The size of the packaging automation market was $61,849 million in 2021. This will reach to $125,220 million by 2030, advancing at a growth rate of 8%in the years to come. The growing acceptance of automation in the industrial sector, fast industrialization, increasing manufacturing actions because of the rising population, and necessity to lower the labor need are the prime factors for the industrial growth.
Filling equipment has the largest share of revenue, of approximately 23%, in 2021, and it will continue in the years to come. This has much to do with the wide use of automated filling machines to improve packaging processes. Packagers can save both cost and time of packaging with the advanced dependability, constancy, and adaptability of automatic machines.
Filling equipment accounted for the largest revenue share, of around 23%, in 2021, and it is expected to continue the trend during the forecast period. This can be attributed to the wide usage of automated filling machines to improves packaging operations. Packagers can save the time and cost of packaging with the higher reliability, consistency, and versatility of automated machines.
The booming e-commerce sector is driving the industry as there is an enormous necessity for packaging equipment through e-commerce stages of production, including the secondary and primary packaging, classification, and encrypting and marking of the products.
The pharmaceutical category will witness the fastest growth in the years to come, at a growth rate of about 9%. This has a lot to do with the fast growth of the pharma industry, growing demand for workable packing solutions, high R&D expenditure, and increasing funding by stalwarts of the market for improving their manufacturing competences.
Food Processing had over 37% revenue, in 2021, and it will continue this way in the years to come. This is because of the high demand for automated food packaging machineries as they advance output and offer safety without human interference. By the way, the key drivers are the growing investments by government and market players in setting up granaries for storing food products, because of the quickly increasing retail sector.

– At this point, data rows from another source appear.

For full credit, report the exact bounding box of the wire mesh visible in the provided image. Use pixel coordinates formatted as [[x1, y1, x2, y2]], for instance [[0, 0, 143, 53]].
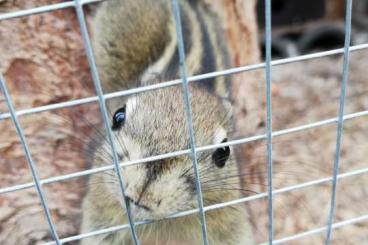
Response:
[[0, 0, 368, 245]]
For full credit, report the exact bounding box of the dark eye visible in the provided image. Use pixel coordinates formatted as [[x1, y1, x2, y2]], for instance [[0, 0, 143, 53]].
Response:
[[111, 106, 126, 130], [212, 139, 230, 168]]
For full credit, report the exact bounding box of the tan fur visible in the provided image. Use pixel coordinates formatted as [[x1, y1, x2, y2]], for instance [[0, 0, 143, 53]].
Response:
[[81, 0, 254, 245]]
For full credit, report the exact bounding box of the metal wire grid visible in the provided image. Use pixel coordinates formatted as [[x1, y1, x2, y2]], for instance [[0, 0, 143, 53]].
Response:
[[0, 0, 368, 245]]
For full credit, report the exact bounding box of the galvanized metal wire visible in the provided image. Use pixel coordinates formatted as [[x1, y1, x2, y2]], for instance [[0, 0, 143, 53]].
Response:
[[325, 0, 353, 245], [172, 0, 208, 245], [0, 0, 368, 245], [265, 0, 273, 245], [0, 75, 61, 245], [74, 0, 140, 245]]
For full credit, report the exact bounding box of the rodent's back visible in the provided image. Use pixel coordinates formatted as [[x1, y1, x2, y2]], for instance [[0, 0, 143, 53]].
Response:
[[92, 0, 229, 97]]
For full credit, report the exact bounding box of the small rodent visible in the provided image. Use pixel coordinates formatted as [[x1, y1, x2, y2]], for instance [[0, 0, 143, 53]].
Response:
[[81, 0, 254, 245]]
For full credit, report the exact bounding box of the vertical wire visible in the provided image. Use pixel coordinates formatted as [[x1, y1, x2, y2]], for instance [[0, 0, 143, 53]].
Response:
[[74, 0, 140, 245], [172, 0, 208, 245], [0, 74, 61, 245], [265, 0, 274, 245], [325, 0, 353, 245]]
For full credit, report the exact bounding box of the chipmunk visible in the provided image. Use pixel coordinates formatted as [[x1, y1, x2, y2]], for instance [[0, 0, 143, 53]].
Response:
[[81, 0, 254, 245]]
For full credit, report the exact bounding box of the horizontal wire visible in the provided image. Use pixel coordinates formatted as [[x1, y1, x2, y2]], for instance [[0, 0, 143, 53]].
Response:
[[0, 0, 102, 21], [42, 168, 368, 245], [0, 43, 368, 120], [260, 214, 368, 245], [0, 110, 368, 194]]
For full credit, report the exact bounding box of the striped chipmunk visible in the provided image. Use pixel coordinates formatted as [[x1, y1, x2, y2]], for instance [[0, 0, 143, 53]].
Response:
[[81, 0, 254, 245]]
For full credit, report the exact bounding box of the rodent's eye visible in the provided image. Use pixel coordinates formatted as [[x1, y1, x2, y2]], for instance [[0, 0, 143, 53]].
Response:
[[212, 138, 230, 168], [111, 106, 126, 130]]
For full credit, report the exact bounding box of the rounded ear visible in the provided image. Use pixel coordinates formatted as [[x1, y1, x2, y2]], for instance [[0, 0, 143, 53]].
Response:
[[212, 127, 227, 144]]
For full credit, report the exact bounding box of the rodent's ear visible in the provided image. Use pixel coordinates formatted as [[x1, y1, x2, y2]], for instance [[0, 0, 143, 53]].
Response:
[[212, 127, 227, 144], [111, 105, 126, 131], [212, 138, 230, 168], [222, 99, 233, 119]]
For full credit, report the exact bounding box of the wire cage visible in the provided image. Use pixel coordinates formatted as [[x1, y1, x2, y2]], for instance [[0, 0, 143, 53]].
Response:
[[0, 0, 368, 245]]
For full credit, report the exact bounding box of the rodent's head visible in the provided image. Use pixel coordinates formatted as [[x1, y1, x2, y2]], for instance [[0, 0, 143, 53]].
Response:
[[95, 86, 238, 219]]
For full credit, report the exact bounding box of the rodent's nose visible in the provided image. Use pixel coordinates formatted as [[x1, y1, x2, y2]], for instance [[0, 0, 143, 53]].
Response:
[[125, 196, 150, 210]]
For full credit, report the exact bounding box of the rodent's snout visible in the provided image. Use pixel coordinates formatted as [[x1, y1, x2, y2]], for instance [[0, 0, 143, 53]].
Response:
[[125, 196, 151, 211]]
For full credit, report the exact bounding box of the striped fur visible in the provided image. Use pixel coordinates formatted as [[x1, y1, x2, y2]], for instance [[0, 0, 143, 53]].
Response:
[[81, 0, 254, 245], [93, 0, 229, 97]]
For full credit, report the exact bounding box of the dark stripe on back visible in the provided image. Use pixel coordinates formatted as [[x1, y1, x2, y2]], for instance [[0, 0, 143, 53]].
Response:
[[195, 8, 216, 93], [164, 5, 192, 79]]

The increasing beverage consumption, instable customer preferences toward organic and useful beverages, and a wide variety of beverages will be the main drivers for the demand of packaging robot at beverage workshops. Furthermore, beverage companies, like Coca-Cola and Pepsi, are increasing their product portfolio, driving the sales of packaging machines for beverage.
The requirement for packaging machines combined with the IoT technology and smart systems is increasing because of the rapid tech progressions in this domain. Packing machines with such progressive technologies can be effortlessly supervised from anyplace, through PCs, mobiles, and laptops. Such advanced technologies make it rather easy for production line machinists to assess the competence and reliability of these automatic systems.
APAC had the largest revenue share in the packaging automation market, of over 37%, in the recent past, and it will maintain its position in the years to come. This will be because of the fast urbanization, increasing household buying capacity, increasing e-commerce sector, and government policies on energy conservation and knowhow and equipment advancements.
Due to the rapidly growing beverage industry, requirement to reduce the packing time and cost, the demand for packing automation industry is on the rise.